The case between CSL and MW involved a hybrid subcontract for the provision of construction operations in the form of engineering works and non-construction works such as the erection of steelwork for plant and machinery. Upon a dispute arising as to an interim payment, it was proposed that the dispute be settled by way of an adjudication. MW challenged this method and argued that the adjudicator could only decide on issues in respect of construction operations, rather than non-construction operations.

The adjudication claim was withdrawn and instead MW issued an application for interim payment that distinguished the construction operations from non-construction operations, but MW's responding payment notice did not make this distinction.

CSL issued proceedings in the Technology and Construction Court (TCC) in 2019 for payment of £2.6 million. The TCC held that MW's payment notice was valid as the payment provisions in the subcontract reflected the Act and therefore construction operations and non-construction operations did not need to be distinguished in the payment notice.

The case was subsequently appealed.

Upholding the decision, the Court of Appeal found that there was only a need for a distinct allocation between construction and non-construction provisions where a dispute arose, i.e. at the point of a referral to adjudication. This was based on the premise that the adjudication provisions in the subcontract had been narrowed to include only construction related operations, whereas the payment provisions within the subcontract did not contain these limitations. The Court of Appeal held that the Act expressly recognised the existence of hybrid contracts and therefore if the Act would have intended for payment provisions under hybrid contracts to clearly provide a distinction between construction and non-construction operations, it would have done so.

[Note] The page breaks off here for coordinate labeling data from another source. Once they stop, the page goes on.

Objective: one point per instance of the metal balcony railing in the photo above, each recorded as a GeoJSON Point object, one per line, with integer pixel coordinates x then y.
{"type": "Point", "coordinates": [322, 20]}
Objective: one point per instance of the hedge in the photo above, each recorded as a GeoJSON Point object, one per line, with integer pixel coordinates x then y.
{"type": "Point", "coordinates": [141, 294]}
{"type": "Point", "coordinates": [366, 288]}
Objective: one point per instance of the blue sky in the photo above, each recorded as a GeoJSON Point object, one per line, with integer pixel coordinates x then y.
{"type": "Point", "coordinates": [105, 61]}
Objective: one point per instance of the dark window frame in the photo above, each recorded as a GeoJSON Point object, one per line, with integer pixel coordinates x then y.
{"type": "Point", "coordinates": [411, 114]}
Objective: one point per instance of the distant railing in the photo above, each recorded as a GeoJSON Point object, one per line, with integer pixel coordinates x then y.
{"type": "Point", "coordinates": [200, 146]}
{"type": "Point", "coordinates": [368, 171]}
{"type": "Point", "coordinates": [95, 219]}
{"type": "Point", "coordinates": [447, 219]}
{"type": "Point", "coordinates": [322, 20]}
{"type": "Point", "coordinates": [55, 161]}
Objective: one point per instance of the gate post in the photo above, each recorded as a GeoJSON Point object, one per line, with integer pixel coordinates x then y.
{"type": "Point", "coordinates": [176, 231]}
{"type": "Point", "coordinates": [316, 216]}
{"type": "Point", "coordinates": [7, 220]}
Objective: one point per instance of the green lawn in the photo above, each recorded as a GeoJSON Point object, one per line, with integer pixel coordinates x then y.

In light of this decision, it is now clear that payment notices under a hybrid contract do not need to identify sums separately in relation to construction operations under the Act, and non-construction operations not under the Act, in order to be valid.

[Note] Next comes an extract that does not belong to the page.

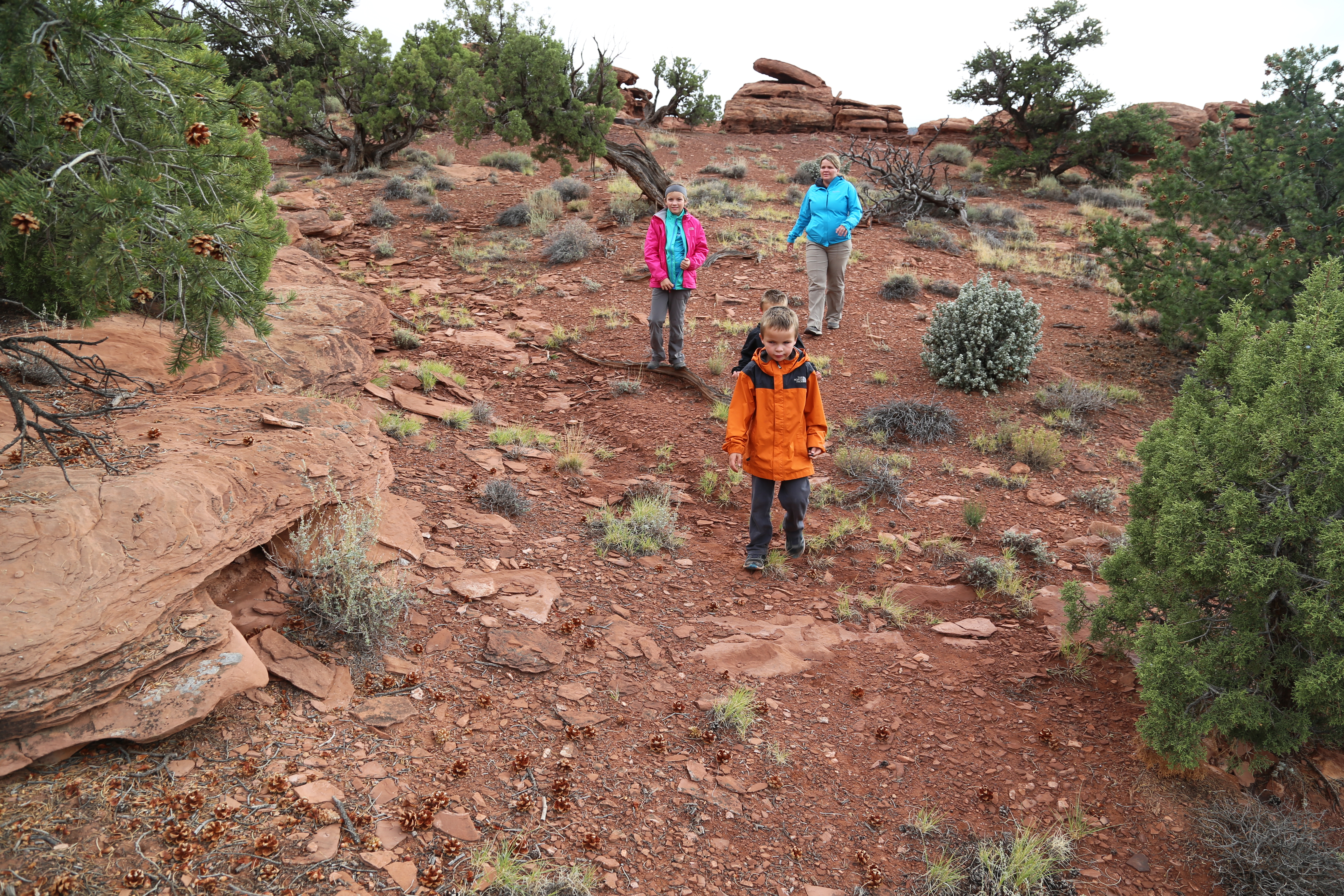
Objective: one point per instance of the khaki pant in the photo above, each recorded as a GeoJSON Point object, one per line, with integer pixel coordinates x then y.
{"type": "Point", "coordinates": [826, 283]}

While this case addresses the point about payment notices, the wider issue to consider when negotiating hybrid contracts is the need to understand the issue of payment and how it is to be managed for both construction and non-construction operations and what recourse is available for non-payment. To have different forums for payment disputes because of the existence of construction and non-construction operations within one contract is unhelpful to both parties and is arguably better addressed at the outset. Having all works subject to the Act, irrespective of whether they are all caught by the Act, would make it clearer for all parties, but more so the contractor.